Lydia snorted. “He’s going to be so thankful to have Danny back in the family fold, he wouldn’t care if I showed up with a mariachi band.”

And she was right. Leaving the two lovebirds to get back to what they’d been doing before she interrupted them, Lydia drove to her dad’s house and parked behind his car. She’d leave her keys on the table in case he needed to move it, but owning a bar had trained the morning person out of him.

She thought she was quiet, but she was only halfway to her old bedroom—which had stayed a guest room—when her eyeballs were seared by a flashlight so bright, she wondered if he had it hooked to a car battery.

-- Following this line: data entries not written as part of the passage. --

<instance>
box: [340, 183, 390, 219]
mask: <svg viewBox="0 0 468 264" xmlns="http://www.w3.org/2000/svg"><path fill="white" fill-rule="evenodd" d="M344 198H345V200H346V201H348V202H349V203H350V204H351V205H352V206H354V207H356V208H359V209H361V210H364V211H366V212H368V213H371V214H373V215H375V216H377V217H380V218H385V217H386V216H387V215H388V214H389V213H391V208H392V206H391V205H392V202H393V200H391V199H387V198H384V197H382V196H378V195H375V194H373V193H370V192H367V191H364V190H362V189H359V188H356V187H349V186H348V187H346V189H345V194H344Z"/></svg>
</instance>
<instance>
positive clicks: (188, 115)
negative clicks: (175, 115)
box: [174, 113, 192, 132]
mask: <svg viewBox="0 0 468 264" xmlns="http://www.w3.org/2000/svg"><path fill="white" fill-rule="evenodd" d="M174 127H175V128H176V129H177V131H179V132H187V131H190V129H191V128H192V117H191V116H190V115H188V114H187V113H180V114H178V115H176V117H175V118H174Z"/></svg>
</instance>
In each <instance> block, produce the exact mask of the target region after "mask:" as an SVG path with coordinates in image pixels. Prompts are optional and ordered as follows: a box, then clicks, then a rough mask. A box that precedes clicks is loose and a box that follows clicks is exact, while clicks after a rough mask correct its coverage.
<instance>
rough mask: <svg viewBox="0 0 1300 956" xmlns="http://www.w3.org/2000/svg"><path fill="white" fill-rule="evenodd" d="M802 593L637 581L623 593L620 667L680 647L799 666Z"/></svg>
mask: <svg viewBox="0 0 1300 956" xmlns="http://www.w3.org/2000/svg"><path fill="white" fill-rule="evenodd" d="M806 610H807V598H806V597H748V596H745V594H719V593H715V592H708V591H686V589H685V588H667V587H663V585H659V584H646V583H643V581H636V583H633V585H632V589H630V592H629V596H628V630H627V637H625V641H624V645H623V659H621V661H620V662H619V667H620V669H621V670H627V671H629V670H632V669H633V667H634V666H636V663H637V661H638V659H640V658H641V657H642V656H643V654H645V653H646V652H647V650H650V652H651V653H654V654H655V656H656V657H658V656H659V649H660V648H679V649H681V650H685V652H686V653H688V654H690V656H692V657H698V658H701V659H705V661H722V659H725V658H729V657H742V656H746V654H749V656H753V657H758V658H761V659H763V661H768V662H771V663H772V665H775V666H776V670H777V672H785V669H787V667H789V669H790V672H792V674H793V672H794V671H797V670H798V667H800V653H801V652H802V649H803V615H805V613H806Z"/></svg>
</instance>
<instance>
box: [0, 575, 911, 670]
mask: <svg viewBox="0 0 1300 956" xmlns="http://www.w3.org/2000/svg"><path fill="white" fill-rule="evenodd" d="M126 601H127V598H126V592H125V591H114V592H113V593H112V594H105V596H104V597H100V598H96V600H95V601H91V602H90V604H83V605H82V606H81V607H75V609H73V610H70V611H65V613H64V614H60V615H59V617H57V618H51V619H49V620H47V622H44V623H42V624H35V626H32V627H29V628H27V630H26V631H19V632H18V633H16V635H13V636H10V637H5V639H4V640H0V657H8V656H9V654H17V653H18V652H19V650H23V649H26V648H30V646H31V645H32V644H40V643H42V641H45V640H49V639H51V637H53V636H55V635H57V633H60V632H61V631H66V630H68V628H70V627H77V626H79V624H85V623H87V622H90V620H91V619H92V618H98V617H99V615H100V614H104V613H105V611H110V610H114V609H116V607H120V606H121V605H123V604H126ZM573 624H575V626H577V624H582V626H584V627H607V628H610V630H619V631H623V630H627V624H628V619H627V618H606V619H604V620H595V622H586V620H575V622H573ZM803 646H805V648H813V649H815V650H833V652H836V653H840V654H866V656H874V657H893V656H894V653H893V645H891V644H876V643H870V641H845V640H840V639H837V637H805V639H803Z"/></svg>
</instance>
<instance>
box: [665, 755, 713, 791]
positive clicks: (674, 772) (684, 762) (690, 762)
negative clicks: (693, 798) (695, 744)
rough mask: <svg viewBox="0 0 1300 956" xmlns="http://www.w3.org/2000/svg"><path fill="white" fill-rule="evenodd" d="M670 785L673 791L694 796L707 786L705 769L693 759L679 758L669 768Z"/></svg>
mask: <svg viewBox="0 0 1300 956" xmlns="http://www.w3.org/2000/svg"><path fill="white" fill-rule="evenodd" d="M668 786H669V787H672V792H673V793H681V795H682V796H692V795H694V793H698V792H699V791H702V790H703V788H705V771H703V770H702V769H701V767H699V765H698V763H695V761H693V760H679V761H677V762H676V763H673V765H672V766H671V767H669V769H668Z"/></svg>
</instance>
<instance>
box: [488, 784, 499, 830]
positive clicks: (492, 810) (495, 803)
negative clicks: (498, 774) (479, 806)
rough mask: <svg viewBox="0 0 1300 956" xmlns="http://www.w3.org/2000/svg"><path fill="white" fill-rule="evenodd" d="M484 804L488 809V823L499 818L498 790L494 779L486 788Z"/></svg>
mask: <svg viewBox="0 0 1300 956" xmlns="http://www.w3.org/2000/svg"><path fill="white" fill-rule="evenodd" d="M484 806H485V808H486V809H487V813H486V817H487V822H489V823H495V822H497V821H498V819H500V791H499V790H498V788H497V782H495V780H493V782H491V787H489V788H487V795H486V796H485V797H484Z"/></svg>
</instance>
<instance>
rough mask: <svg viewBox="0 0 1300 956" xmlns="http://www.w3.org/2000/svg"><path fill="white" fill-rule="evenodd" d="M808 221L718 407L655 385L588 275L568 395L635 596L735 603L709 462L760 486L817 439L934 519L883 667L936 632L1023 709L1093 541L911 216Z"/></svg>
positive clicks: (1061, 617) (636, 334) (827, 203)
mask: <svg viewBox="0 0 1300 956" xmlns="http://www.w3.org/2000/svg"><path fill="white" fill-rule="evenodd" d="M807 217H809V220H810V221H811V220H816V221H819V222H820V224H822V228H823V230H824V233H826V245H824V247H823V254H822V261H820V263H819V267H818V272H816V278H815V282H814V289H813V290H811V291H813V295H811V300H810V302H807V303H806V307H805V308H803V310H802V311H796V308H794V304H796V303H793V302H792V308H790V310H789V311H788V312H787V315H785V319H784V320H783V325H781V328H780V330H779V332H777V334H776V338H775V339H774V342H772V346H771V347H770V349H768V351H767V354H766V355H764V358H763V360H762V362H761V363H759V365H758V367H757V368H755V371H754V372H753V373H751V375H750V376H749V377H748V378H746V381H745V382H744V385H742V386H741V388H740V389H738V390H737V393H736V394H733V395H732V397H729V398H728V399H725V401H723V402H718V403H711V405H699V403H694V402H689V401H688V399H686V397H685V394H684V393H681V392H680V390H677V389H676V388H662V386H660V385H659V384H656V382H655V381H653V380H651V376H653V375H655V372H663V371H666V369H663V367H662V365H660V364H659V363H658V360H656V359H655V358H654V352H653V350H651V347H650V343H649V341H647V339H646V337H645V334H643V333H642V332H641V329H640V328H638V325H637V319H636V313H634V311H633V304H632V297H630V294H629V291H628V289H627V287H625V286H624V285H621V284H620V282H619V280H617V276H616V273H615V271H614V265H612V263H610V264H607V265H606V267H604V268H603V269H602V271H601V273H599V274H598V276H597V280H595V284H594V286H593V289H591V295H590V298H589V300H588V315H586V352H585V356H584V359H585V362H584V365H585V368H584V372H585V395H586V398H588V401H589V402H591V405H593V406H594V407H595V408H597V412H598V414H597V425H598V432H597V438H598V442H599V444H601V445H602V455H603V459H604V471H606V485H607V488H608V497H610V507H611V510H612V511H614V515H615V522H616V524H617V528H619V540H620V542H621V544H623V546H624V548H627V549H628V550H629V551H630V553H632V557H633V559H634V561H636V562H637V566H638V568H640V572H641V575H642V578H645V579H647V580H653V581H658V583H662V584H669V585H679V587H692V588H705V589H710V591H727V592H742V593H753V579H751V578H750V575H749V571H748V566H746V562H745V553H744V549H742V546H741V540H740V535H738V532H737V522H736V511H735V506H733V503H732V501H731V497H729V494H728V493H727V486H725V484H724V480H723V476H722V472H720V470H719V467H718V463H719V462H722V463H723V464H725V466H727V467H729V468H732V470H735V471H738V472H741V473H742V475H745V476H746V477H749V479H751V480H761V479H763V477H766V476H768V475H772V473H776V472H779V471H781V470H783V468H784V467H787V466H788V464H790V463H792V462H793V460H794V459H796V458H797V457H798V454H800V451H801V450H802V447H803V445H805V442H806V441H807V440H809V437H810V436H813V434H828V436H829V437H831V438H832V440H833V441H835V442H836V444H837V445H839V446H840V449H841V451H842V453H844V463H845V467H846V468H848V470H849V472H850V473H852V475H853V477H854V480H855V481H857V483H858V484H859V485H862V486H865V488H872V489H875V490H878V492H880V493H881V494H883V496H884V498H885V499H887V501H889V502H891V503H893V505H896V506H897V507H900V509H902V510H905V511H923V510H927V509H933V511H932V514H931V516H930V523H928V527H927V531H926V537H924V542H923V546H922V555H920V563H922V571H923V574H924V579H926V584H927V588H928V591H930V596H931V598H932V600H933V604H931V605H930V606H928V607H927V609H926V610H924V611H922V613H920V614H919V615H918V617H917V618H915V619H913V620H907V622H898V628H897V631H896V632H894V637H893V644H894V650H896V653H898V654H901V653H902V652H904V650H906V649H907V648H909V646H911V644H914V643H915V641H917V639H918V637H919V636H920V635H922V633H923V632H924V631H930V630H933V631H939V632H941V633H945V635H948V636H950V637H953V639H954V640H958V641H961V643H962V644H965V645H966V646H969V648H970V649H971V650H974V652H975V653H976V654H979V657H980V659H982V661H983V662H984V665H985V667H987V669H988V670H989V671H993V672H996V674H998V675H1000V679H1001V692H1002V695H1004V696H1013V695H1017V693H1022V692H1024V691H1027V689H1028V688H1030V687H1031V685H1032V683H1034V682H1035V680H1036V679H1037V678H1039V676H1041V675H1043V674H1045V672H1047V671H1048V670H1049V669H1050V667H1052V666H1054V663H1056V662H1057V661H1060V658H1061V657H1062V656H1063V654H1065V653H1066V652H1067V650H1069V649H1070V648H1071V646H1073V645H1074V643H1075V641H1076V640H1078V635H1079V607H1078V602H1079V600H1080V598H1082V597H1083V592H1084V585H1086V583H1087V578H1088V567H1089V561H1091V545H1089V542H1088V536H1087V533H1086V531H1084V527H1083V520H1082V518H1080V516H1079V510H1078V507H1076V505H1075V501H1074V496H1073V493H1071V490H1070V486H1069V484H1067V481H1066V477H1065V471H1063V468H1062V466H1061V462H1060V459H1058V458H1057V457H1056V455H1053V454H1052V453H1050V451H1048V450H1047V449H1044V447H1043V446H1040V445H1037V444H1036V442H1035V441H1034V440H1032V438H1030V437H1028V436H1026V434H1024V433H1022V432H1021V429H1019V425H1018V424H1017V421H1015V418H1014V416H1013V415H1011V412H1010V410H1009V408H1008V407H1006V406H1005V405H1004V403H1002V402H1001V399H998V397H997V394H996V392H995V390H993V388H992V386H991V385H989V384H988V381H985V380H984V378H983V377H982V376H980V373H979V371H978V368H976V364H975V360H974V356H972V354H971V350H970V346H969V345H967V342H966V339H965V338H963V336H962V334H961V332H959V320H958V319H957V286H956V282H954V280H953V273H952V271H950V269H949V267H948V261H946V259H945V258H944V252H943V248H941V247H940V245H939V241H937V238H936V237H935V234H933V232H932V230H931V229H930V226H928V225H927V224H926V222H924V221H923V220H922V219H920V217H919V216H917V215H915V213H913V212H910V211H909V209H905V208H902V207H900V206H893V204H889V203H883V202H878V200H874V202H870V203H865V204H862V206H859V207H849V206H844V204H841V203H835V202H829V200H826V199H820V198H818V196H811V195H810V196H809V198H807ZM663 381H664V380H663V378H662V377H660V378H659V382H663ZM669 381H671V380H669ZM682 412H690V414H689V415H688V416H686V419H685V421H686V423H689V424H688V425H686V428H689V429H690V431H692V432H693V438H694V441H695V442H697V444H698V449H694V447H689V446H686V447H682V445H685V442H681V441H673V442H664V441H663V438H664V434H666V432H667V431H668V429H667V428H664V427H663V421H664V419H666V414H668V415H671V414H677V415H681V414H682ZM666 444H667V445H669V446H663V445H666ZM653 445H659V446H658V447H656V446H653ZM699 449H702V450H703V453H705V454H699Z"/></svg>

“Jesus, Dad, it’s me,” she said, trying to shield her eyes behind her hand. It clicked off and she blinked at the spots she’d probably be seeing for days.

“What the hell are you doing? What if I’d clocked you upside the head with a bat?”

“You think I’d just stand here and let you come at me with a bat? And I’m temporarily—very, very temporarily—going to stay in my old room.”

“You don’t call and ask? Maybe I turned it into a craft room.”

She snorted. “Yeah, you’re crafty, all right. And if you don’t want me staying here, that’s fine. An hour and a half from now, I can be back in my own bed in my own apartment and you can tend your own damn bar.”

“You always did have a fresh mouth.”

“Gee, I wonder where I got that from.”